Welcome to Sunday Morning Lyricality, featuring a weekly song or poem by a Minnesota writer.
A friendly reminder that May is Asian American and Pacific Islander (AAPI) Heritage Month and we here Lyricality celebrate and recognize the contributions of those of Asian descent.
Our guest editor for April is Wendy Brown-Baez
The moment I met Sarah, I recognized a kindred spirit. She writes poetry despite the daily constant responsibilities of a life in all its messiness and vibrancy: raising 5 children and dealing with household chores, teaching Spanish classes, cultivating a garden and caring for chickens, and showing up for all things literary, hungry for ways to disentangle the challenge from the love. She is willing to investigate her experiences, some of which are painful and traumatic, and then pivot to notice the ordinary: a child’s toy, the bees in a garden, the stack of containers, the dust, the laundry, the kids running in and out, the fruits and the harvest. In another poem, for example, she brings our attention to the mundane in an incantation:
Let there be carpet without stains, dogs / that don’t scratch, and silent vacuum cleaners that work.

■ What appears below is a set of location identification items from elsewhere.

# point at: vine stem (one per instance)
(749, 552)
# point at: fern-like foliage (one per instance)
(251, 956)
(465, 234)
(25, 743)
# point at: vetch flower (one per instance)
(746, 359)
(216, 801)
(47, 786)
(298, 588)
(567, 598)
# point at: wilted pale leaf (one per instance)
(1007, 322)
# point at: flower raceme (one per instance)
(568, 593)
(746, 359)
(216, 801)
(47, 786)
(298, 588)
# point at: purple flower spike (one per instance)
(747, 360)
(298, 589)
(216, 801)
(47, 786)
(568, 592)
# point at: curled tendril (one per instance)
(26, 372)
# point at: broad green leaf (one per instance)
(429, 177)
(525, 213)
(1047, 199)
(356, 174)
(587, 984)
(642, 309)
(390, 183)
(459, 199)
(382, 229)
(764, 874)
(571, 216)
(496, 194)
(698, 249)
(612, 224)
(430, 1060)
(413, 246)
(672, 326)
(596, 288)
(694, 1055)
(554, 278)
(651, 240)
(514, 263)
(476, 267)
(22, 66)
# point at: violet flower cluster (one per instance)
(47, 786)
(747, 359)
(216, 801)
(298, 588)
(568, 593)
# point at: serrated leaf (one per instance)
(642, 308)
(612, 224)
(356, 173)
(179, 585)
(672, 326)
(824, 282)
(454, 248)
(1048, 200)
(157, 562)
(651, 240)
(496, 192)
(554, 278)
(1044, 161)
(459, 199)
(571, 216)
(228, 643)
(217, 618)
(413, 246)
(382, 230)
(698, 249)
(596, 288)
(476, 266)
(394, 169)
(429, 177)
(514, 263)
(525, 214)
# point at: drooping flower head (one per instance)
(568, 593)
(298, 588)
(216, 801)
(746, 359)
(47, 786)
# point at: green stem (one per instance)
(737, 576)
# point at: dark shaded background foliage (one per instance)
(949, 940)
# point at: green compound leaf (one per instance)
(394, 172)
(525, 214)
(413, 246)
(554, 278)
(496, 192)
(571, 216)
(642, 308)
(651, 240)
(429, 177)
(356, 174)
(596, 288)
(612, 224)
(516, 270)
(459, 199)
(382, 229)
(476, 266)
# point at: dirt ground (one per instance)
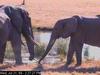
(87, 68)
(45, 13)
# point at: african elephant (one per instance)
(81, 30)
(21, 23)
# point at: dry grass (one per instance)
(45, 13)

Let there be trees with heavy canopies of leaves and / abundant fruit. But no fruit flies.
Let there be freezers / with shelves and pantries to store up goodness, and/ dusted lids
that fit tight, and labels for everything.
I chose Sarah’s poem Poppies because of the juxtaposition of wild-flowers to wild-fires, to the specific images of poppies in an array of hues, and the question: can they be wild if they are cultivated? Can we connect to the wildness within us if we are living in a city, in a family system, in societal expectation? The pop of color in this poem reminds me that spring will come, the fragility of life is its poignancy, and all seasons have a cycle.
-Wendy Brown-Baez
Poppies
Sarah Degner Riveros
I tore up grass and planted
poppies, grey, red, peach-colored
wildflowers. Can cultivated flowers
be wild? As fragile as butterfly
wings, petals scatter as hose-water
lands hard. I water them soft-sparingly,
to conserve fleeting beauty in this drought,
beneath hazy yellow skies. Their floral fire
flares and fades as wildfires rage between
northern lakes. One lone monarch
visits milkweed for a day, an urban
oasis between cedars, marigolds, sun-
flowers, scarlet runner beans over
chain link fences, on an inter-
generational journey south toward
home. May we honor our fragile
interconnectedness, velvet
petals, powdery wings, verdant leaves,
silver air, holy water, feather-flowers
that nectar-nourish pollinators
who feed us up and down
the food chain in
promise of future rest.
***
Sarah Degner Riveros teaches Spanish and studies Creative Writing at Augsburg University in Minneapolis. Her work has appeared in Sonora Review, Vassar Review, Pithead Chapel, Rogue Agent, Georgia Review, Yes Poetry, Tiger Moth Review, Barnstorm Journal, Janus Literary, Grey Sparrow, Bearings, Zone3, Porridge, Brain; Child, Mothering, and Azahares.